Tous les conflits ne se résolvent pas de la même manière. D’où l’importance, en priorité, d’identifier la nature des frictions :

• conflit interpersonnel : certains travailleurs ne partagent pas les mêmes méthodes de travail ou les mêmes codes de communication
• conflit de valeurs : des travailleurs se heurtent sur des questions éthiques, morales, politiques ou religieuses
• conflit hiérarchique : un supérieur ne parvient pas à établir son leadership ou à le faire accepter par son/ses collègue(s)
• conflit organisationnel : l’espace de travail ne correspond pas aux besoins des travailleurs, par exemple lorsqu’un open space a été privilégié alors que les tâches ne nécessitent aucune collaboration

Dans ce dernier cas, une simple réorganisation de l’espace peut permettre d’apaiser les tensions et d’augmenter l’efficacité. Dans les autres cas, une rencontre est souvent nécessaire.

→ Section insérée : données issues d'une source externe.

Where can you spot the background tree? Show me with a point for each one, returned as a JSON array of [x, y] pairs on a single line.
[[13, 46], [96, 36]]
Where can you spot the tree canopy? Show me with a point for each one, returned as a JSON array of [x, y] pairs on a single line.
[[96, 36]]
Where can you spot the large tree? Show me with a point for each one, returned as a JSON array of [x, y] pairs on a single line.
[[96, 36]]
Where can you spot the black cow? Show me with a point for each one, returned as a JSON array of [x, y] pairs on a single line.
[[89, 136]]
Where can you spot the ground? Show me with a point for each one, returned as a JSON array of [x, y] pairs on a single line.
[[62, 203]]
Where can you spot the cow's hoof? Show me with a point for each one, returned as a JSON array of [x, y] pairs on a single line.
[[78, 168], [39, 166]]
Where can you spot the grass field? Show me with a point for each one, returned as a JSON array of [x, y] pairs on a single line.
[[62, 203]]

Se mettre autour de la table

C’est là que le rôle du manager prend tout son sens. “Il doit organiser la discussion en restant le plus neutre possible, précise Joël Poilvache. Le respect est très important. C’est très différent de dire à un collègue qu’on ne se sent pas à l’aise quand il fait telle ou telle chose, plutôt que de lui dire que ce qu’il fait c’est nul.”

L’idéal étant même, d’après la psychologue, que plusieurs entretiens aient lieu. D’abord entre le manager et chacune des parties prenantes séparément, puis tous ensemble : “il faut chercher à rencontrer les besoins de chacun parce qu’avec le compromis, on doit tous renoncer à certaines choses donc on est tous un peu perdant.” Et si les positions paraissent irréconciliables ? “Si on ne peut pas se mettre d’accord sur une manière de travailler par exemple, on peut essayer de remonter un niveau plus haut, en essayant de voir si on est d’accord au moins sur les valeurs.

De la prévention avant tout

Au final, l’objectif est surtout de communiquer, le plus clairement possible. Et pas seulement en cas de désaccord. La prévention reste en effet la meilleure option pour éviter les débordements selon Catherine Schierling : “il faut que le cadre soit le plus transparent et concret possible. C’est bien de dire que le respect est une valeur importante au sein de la société, mais la notion de respect n’est pas la même pour tout le monde.

Avec le développement des organisations horizontale, holacratique ou libérée ces dernières années, la question du bonheur au travail prend de plus en plus d’importance. Reste à savoir si les managers sont pour autant mieux armés pour faire face au conflit. Pas sûr d’après notre interlocutrice, même si la motivation pour y parvenir n’aurait jamais été aussi grande. “Les managers sont de plus en plus conscients de l’impact qu’a la gestion des conflits sur le bien-être des travailleurs et donc sur leur productivité”, conclut Joël Poilvache.